Maya Lawrence, Olympic Medalist: Exceeding Expectations in Sports & Life
By Kathy Zucker
Pat Lawrence just wanted to help her daughter Maya get into college when she encouraged her to go out for extracurricular activities.
- Maya and Pat Lawrence. Credit: Kathy Zucker
Instead, she wound up with a child who is an Olympic medalist.
We all know the road to an Olympic medal is long, costly, arduous, and fraught with setbacks. This is not an article about the two ACL tears that Maya Lawrence endured leading up to the 2008 Olympics or about the ten years of financial sacrifice and physical separation from her family while she trained in France as they kept the home fires burning in New Jersey.
It’s also not about her becoming the first African-American woman to medal in women’s epee fencing.

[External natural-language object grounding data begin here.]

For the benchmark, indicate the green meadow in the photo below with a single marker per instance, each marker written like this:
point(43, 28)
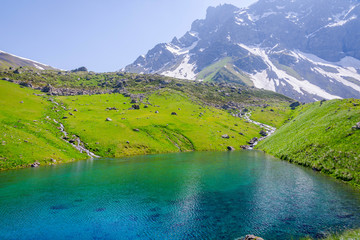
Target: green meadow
point(26, 134)
point(321, 136)
point(152, 128)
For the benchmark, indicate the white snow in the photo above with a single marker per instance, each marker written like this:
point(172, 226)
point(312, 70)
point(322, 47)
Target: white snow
point(38, 67)
point(341, 22)
point(184, 71)
point(343, 68)
point(298, 85)
point(26, 59)
point(262, 81)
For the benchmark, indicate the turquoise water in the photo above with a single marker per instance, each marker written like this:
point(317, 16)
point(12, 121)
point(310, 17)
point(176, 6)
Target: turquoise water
point(174, 196)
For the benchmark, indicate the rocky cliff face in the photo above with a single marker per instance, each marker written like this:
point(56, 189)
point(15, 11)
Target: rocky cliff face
point(307, 50)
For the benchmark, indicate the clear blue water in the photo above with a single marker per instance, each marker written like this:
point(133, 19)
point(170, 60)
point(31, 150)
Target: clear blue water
point(174, 196)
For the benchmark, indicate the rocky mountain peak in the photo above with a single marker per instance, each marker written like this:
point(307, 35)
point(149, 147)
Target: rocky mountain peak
point(305, 49)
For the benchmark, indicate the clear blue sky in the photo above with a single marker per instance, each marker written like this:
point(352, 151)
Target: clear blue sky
point(103, 35)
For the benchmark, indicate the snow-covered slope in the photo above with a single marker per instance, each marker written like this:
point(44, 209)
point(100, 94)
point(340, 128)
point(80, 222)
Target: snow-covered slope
point(308, 50)
point(9, 60)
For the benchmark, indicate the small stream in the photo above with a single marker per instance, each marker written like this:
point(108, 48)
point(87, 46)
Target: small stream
point(77, 144)
point(268, 129)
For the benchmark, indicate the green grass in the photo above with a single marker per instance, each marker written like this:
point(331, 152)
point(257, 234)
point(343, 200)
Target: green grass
point(26, 135)
point(195, 127)
point(275, 115)
point(321, 136)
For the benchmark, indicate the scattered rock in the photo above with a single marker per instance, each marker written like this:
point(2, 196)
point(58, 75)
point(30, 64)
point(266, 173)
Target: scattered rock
point(230, 148)
point(252, 141)
point(225, 136)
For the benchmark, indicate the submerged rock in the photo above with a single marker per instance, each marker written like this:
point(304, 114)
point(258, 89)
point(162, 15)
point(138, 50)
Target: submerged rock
point(225, 136)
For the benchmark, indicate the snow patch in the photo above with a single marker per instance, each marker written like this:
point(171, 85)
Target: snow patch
point(298, 85)
point(26, 59)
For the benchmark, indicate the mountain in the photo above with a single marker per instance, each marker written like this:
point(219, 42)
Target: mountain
point(307, 50)
point(8, 60)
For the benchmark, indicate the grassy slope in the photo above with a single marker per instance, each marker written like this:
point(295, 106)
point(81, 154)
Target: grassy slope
point(26, 135)
point(159, 132)
point(321, 136)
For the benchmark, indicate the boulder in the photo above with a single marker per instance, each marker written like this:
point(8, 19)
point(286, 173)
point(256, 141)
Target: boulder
point(357, 126)
point(225, 136)
point(230, 148)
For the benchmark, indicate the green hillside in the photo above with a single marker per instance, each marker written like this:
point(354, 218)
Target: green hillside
point(321, 135)
point(26, 134)
point(172, 115)
point(152, 128)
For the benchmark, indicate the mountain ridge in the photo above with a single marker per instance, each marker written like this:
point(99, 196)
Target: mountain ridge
point(268, 36)
point(8, 60)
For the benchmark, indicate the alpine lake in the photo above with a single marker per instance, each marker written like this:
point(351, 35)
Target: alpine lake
point(196, 195)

At age 32.
Instead, it is about a mother encouraging her daughter to give herself an edge in life.
As a ninth grader, Maya Lawrence was an accomplished musician. A student at Teaneck High School, she played the flute for the marching band. So her mother started looking into colleges with good marching band programs since Maya’s skills would give her an edge in the application process.
Maya joined clubs and played baseball with her dad, a local sports referee, but it wasn’t until tenth grade that she found fencing, the sport that came to dominate her life. And the passion did not take over until after she graduated from Princeton University with dual majors in politics and African studies.
After earning multiple All-American honors in college, Maya knew she had a shot at an Olympic team. As a middle-class kid from suburban Teaneck, New Jersey, she also knew she needed to earn a living. And the best way to get answers? Go to people who have been there.
Maya spoke to several American and Canadian Olympians and discovered that teaching worked well in conjunction with Olympic training and travel to international competitions. After earning a Masters degree in education from Columbia University with a specialty in ESL (English as a Second Language), she headed to France and its top-notch fencing program.
There, she would work and support herself for ten years before making an Olympic team. Nobody expected more of her, but Maya has a tendency to exceed expectations – during the London 2012 Olympic Games, she came through for her team in the bronze medal match by overcoming a deficit to give the Americans a lead that proved decisive in their historic win over first-ranked Russia.